A little rabbit is happily running through the forest when he stumbles upon a giraffe rolling a joint. The rabbit looks at her and says, ‘Giraffe, my friend, Think about what you’re doing to yourself! Come with me running through the forest, you’ll see, you’ll feel so much better!’ The giraffe looks at him, looks at the joint, tosses it and goes off running with the rabbit.

Then they come across an elephant doing coke. So the rabbit again says, ‘Elephant my friend, why do you do this? Think about what you’re doing to yourself! Come running with us through the pretty forest, you’ll see, you’ll feel so good!’  The elephant looks at them, looks at his razor, mirror and all, then tosses them and starts running with the rabbit and giraffe.

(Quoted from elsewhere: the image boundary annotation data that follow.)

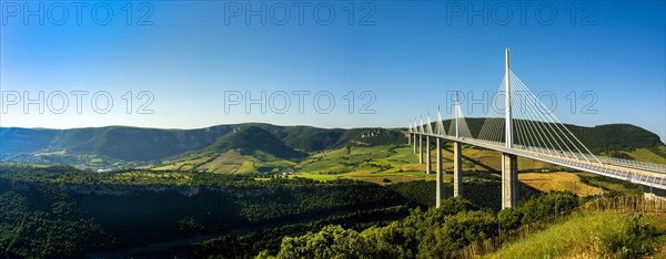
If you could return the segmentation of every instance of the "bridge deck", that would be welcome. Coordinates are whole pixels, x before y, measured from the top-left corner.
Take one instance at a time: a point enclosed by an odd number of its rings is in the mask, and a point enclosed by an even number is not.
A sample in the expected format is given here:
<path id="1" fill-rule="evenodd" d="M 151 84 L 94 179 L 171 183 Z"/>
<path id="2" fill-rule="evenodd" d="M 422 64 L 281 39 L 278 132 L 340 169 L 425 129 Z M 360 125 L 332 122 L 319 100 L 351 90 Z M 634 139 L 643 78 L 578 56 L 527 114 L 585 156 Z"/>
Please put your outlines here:
<path id="1" fill-rule="evenodd" d="M 597 175 L 603 175 L 616 179 L 628 180 L 635 184 L 650 186 L 654 188 L 666 189 L 666 165 L 632 162 L 616 159 L 610 157 L 599 157 L 598 160 L 589 155 L 561 152 L 537 147 L 523 147 L 516 145 L 514 148 L 507 148 L 504 143 L 488 142 L 475 138 L 463 138 L 448 135 L 437 135 L 428 133 L 414 133 L 424 136 L 438 137 L 453 142 L 461 142 L 468 145 L 480 146 L 502 153 L 514 154 L 542 160 L 554 165 L 561 165 L 582 172 L 588 172 Z"/>

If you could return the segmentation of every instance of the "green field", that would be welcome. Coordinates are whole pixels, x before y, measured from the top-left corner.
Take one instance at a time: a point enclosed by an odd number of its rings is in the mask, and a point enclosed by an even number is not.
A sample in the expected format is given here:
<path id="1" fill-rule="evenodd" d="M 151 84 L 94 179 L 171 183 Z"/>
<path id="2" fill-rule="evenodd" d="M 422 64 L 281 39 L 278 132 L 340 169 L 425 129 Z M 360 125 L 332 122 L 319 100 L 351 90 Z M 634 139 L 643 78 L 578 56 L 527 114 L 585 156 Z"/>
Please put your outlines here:
<path id="1" fill-rule="evenodd" d="M 637 218 L 614 210 L 575 216 L 548 229 L 504 246 L 486 258 L 636 258 L 645 251 L 644 244 L 635 241 L 648 235 L 638 226 L 666 226 L 663 215 Z M 659 231 L 664 231 L 663 229 Z M 653 234 L 654 235 L 654 234 Z M 647 236 L 647 239 L 652 237 Z M 666 244 L 666 236 L 649 240 Z M 657 248 L 658 249 L 658 248 Z M 664 247 L 660 247 L 664 249 Z M 652 251 L 656 258 L 666 251 Z"/>

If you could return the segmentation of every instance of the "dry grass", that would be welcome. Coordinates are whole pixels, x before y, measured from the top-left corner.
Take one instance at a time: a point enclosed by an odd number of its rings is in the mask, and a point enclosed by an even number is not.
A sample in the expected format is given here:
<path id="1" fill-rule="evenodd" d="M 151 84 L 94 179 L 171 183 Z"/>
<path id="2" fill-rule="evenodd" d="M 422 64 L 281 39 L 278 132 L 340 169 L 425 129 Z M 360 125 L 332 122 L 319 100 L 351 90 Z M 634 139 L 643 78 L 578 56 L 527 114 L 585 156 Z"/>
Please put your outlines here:
<path id="1" fill-rule="evenodd" d="M 599 194 L 598 188 L 581 183 L 581 177 L 574 173 L 524 173 L 518 174 L 518 180 L 545 193 L 568 190 L 582 197 Z"/>

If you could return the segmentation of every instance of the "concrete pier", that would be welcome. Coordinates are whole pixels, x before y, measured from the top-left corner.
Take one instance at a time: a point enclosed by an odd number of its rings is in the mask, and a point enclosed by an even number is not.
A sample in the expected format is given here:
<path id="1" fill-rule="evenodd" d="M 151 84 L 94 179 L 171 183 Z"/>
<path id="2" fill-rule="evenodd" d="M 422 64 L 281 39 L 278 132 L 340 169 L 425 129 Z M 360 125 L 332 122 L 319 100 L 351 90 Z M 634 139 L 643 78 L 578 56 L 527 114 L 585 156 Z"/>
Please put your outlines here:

The three animals then come across a lion about to shoot up some smack. ‘Lion my friend, why do you do this? Think about what you’re doing to yourself! Come running with us through the sunny forest, you will feel so good!’ The lion looks at him, puts down his needle, and starts to beat the shit out of the little rabbit. The giraffe and elephant watch in horror, then finally obtain the presence of mind to pull the lion off the rabbit. ‘Lion,’ they reprimand, ‘why did you do this? He was merely trying to help us all!’ The lion answers, ‘That little f**ker has me running around the forest like an idiot for hours every time he’s on ecstasy!’